Issue:  you might be forgiven for thinking: “Serves Them Right”, given that dismissal notices were served only 4 days after the decision to close had been given; and given also that the Foundation apparently took no legal advice. But the issue is this: should the Foundation have started consultation in February 2013 (when they took an in-principle decision to close the school if pupil numbers remained low); or could they have waited until April (when their in-principle decision was converted into an actual decision) before starting consultation?  Supporting this proposition are the follwoing points:  (1) an in-principle decision about having to make redundancies was only speculative and fell well short of the need to “propose” redundancies (the UK legislation trigger – which is more specific than the comparable EU legislation that refers to the broader need to “envisage” redundancies); and (2) the trigger for having to consult collectively should have been activated only after the need to make redundancies changed from being speculative to definite (when there would have been at least half a chance of avoiding liability for Protective Awards if dismissal notices had been delayed for 30 days’ consultation).

Judgment:  the Tribunal accepted that the final decision to close the school was deferred to April 2013, but that a decision had already been taken in February that, unless pupil numbers improved, the school would definitely be closed; and that this conditional decision amounted to a proposal to dismiss (because even though it was less than an actual decision, it was more than a possibility and compelled the School to plan for collective redundancies) that triggered the need to consult collectively.
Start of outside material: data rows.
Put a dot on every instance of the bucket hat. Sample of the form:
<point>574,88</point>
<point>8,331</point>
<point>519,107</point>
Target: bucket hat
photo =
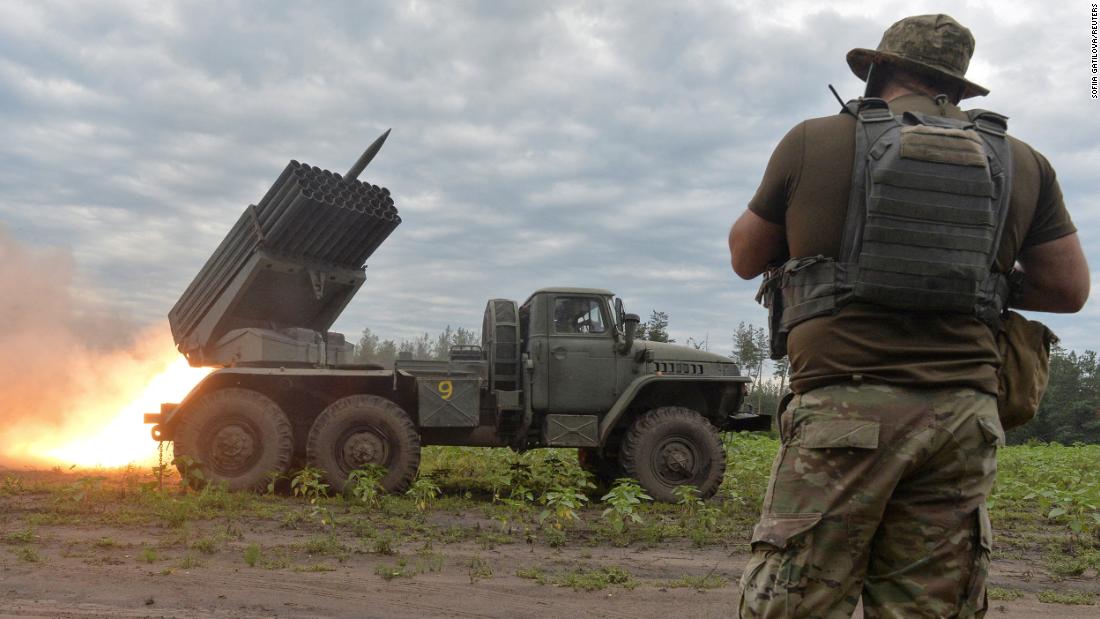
<point>933,45</point>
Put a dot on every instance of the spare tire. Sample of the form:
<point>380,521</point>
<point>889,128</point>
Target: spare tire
<point>501,342</point>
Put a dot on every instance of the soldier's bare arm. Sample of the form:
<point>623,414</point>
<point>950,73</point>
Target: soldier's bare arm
<point>755,243</point>
<point>1056,276</point>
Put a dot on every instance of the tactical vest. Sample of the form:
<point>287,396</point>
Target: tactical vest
<point>930,197</point>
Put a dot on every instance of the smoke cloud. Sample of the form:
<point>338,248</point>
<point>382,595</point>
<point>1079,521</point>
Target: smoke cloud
<point>67,365</point>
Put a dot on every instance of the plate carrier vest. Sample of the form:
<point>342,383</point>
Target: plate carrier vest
<point>930,196</point>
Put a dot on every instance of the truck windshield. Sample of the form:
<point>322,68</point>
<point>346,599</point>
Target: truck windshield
<point>578,314</point>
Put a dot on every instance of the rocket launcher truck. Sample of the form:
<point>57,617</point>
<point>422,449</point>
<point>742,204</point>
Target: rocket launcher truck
<point>563,368</point>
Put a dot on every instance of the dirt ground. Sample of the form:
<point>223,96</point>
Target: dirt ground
<point>90,568</point>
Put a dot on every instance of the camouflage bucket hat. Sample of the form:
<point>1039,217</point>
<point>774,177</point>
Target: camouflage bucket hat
<point>933,45</point>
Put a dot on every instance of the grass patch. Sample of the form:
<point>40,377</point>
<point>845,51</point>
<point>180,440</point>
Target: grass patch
<point>1003,594</point>
<point>106,542</point>
<point>699,583</point>
<point>252,554</point>
<point>596,579</point>
<point>188,562</point>
<point>28,554</point>
<point>23,537</point>
<point>1067,597</point>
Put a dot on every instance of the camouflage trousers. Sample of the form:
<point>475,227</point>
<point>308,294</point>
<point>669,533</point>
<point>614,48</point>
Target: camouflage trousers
<point>877,492</point>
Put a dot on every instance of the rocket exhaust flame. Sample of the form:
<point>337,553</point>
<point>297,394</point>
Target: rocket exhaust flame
<point>68,395</point>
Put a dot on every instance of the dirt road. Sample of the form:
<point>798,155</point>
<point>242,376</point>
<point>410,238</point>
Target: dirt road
<point>97,572</point>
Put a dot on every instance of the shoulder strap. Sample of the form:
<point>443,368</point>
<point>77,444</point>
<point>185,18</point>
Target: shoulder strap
<point>873,119</point>
<point>990,122</point>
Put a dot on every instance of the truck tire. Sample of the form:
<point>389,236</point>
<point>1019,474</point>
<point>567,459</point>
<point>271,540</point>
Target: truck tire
<point>604,468</point>
<point>671,446</point>
<point>235,437</point>
<point>359,430</point>
<point>501,341</point>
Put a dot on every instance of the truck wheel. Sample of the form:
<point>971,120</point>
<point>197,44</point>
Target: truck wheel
<point>673,446</point>
<point>361,430</point>
<point>604,468</point>
<point>235,437</point>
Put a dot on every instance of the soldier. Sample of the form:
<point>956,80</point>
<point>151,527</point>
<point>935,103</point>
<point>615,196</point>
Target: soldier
<point>903,217</point>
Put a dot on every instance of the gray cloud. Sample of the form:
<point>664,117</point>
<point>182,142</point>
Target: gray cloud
<point>585,144</point>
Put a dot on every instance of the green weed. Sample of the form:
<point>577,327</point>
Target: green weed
<point>424,493</point>
<point>699,583</point>
<point>624,498</point>
<point>364,485</point>
<point>1002,594</point>
<point>479,570</point>
<point>252,554</point>
<point>1067,596</point>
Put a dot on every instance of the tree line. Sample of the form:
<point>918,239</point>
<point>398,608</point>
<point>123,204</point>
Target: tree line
<point>1069,411</point>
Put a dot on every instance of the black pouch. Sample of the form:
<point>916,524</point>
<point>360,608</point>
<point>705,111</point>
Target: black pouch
<point>770,296</point>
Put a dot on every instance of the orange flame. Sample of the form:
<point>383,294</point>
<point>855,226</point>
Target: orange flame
<point>101,419</point>
<point>124,439</point>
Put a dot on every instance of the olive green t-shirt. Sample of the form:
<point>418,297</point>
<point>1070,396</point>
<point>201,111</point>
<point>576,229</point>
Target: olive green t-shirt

The Tribunal also decided that there were no special circumstances (such as the adverse effects on the school and on pupil numbers of a “leak” of its parlous state) that would have made consultation impractical (which would have reduced or diminished the Protective Award). All of these findings were endorsed by the Employment Appeal Tribunal.

Lessons:  when faced with the possibility of 20 or more redundancies either (1) make sure that no decision is made (whether an actual decision, or a conclusion that would have the effect of you acting in the same way as if a decision had been made), or (2) start the consultation process immediately (however vaguely and for at least the minimum 30 or 45 days) because criticism of your transparency will be cheaper than a Protective Award.